Selena tore off a small hunk of bread. “You’ll forgive my lack of sympathy.”

The pirate snickered. “Yes, I’d be shocked if you sympathized with the plight of a lowly pirate such as me.” Then his laughter died and he turned his blade to her with narrow eyes. “Then again, I’ve heard things about you. Maybe you’re not as pure as you look. Tainted, even.”

Selena set down her bread. “What do you want?”

“Now, now,” Jarabax said. “Let us not be rude. After all, I brought you here because I want to help.”

“You have a ship for me and a crew to man it?” Selena sipped from a mug of water. She knew the answer before the pirate laughed at her again. Anger colored her cheeks as she waited for Jarabax’s mirth to subside.

“I haven’t a ship to spare,” he said. “And I’ve heard you’ve had no luck with some of the other captains. I’m not surprised. Uago is entirely peopled with scoundrels and lowlifes.”

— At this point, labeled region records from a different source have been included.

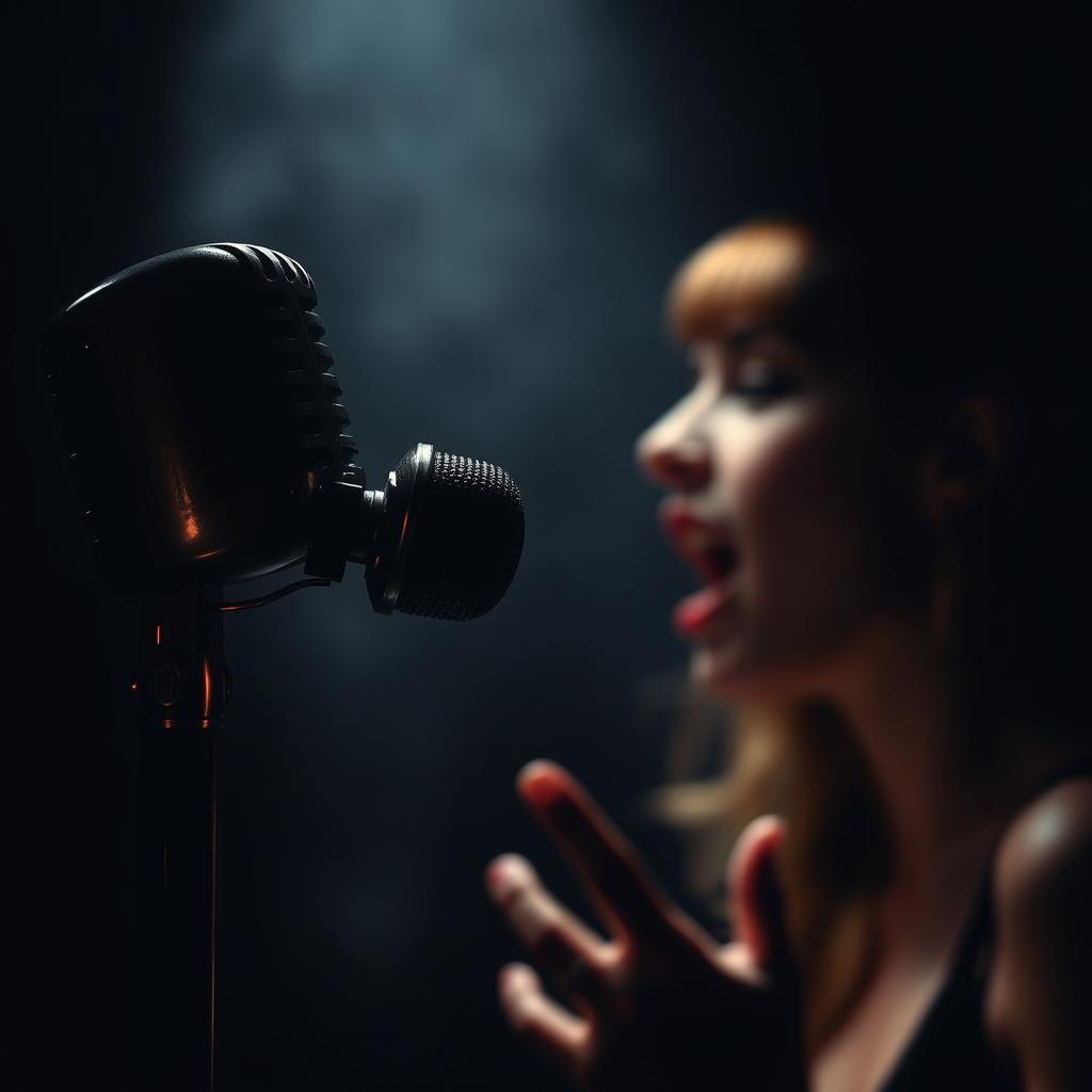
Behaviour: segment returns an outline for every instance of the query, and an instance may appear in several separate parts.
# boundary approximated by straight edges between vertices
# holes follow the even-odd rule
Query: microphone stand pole
[[[229,674],[218,583],[141,598],[139,729],[143,1063],[155,1092],[212,1092],[216,821]]]

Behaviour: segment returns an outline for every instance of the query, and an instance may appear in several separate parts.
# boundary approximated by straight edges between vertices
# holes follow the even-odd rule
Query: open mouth
[[[731,546],[711,546],[691,556],[707,584],[719,584],[735,572],[738,555]]]

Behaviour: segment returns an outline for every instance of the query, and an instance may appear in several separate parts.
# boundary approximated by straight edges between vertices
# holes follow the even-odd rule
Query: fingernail
[[[519,784],[523,795],[537,808],[551,808],[565,798],[565,792],[545,763],[524,767]]]

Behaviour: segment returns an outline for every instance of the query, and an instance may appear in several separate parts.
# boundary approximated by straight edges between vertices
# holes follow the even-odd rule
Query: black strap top
[[[1030,795],[1029,803],[1078,776],[1092,776],[1092,757],[1055,771]],[[994,843],[995,851],[999,841]],[[881,1092],[1020,1089],[1014,1067],[1002,1065],[986,1037],[984,1006],[994,949],[993,858],[992,852],[948,978]]]

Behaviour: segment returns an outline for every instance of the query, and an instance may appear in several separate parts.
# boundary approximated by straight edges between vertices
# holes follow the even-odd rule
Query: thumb
[[[779,986],[795,990],[796,961],[786,922],[778,851],[784,820],[760,816],[743,830],[728,860],[728,910],[736,939]]]

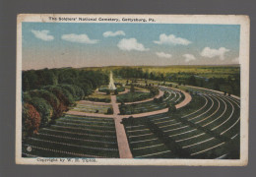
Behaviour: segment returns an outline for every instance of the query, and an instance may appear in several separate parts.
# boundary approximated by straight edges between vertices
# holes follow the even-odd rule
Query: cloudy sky
[[[238,64],[234,25],[23,23],[23,70]]]

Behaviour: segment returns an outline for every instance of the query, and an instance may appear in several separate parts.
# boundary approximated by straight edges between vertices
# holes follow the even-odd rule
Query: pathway
[[[177,89],[177,90],[179,90],[179,89]],[[185,98],[182,102],[175,105],[177,109],[187,105],[192,99],[192,97],[189,93],[187,93],[183,90],[180,90],[180,91],[183,92],[183,94],[185,95]],[[163,95],[163,91],[160,90],[160,94],[157,95],[156,97],[160,97],[161,95]],[[130,149],[130,147],[129,147],[128,139],[127,139],[127,136],[126,136],[126,133],[125,133],[124,126],[123,126],[123,124],[121,124],[122,119],[127,118],[128,116],[133,116],[134,118],[138,118],[138,117],[151,116],[151,115],[155,115],[155,114],[164,113],[164,112],[168,111],[168,108],[164,108],[164,109],[157,110],[157,111],[152,111],[152,112],[140,113],[140,114],[119,115],[119,113],[120,113],[119,107],[118,107],[119,103],[116,102],[116,95],[110,95],[110,97],[111,97],[111,103],[103,103],[103,104],[108,104],[108,105],[111,104],[112,105],[112,107],[113,107],[113,114],[112,115],[79,112],[79,111],[74,111],[74,110],[68,111],[67,114],[113,118],[114,123],[115,123],[116,138],[117,138],[117,144],[118,144],[120,158],[133,158],[132,152],[131,152],[131,149]],[[149,101],[149,99],[147,101]],[[89,102],[89,101],[84,101],[84,102]],[[93,101],[90,101],[90,102],[93,102]],[[137,102],[140,102],[140,101],[137,101]],[[101,104],[102,104],[102,102],[101,102]]]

“And what does that make you?”

“Their king,” Jarabax said brightly and then pouted. “Or one of them. As I said, I have competition.”

He poured two glasses of wine as the sun broke through the eastern window. Selena shook her head at the proffered glass. The pirate shrugged. “More for me.” He sipped delicately and then dabbed his mustaches again. “But they are fools to deny you. They don’t know who you are. But I do.”

Selena fought the urge to cover her wound, as if it were visible. “Do you?”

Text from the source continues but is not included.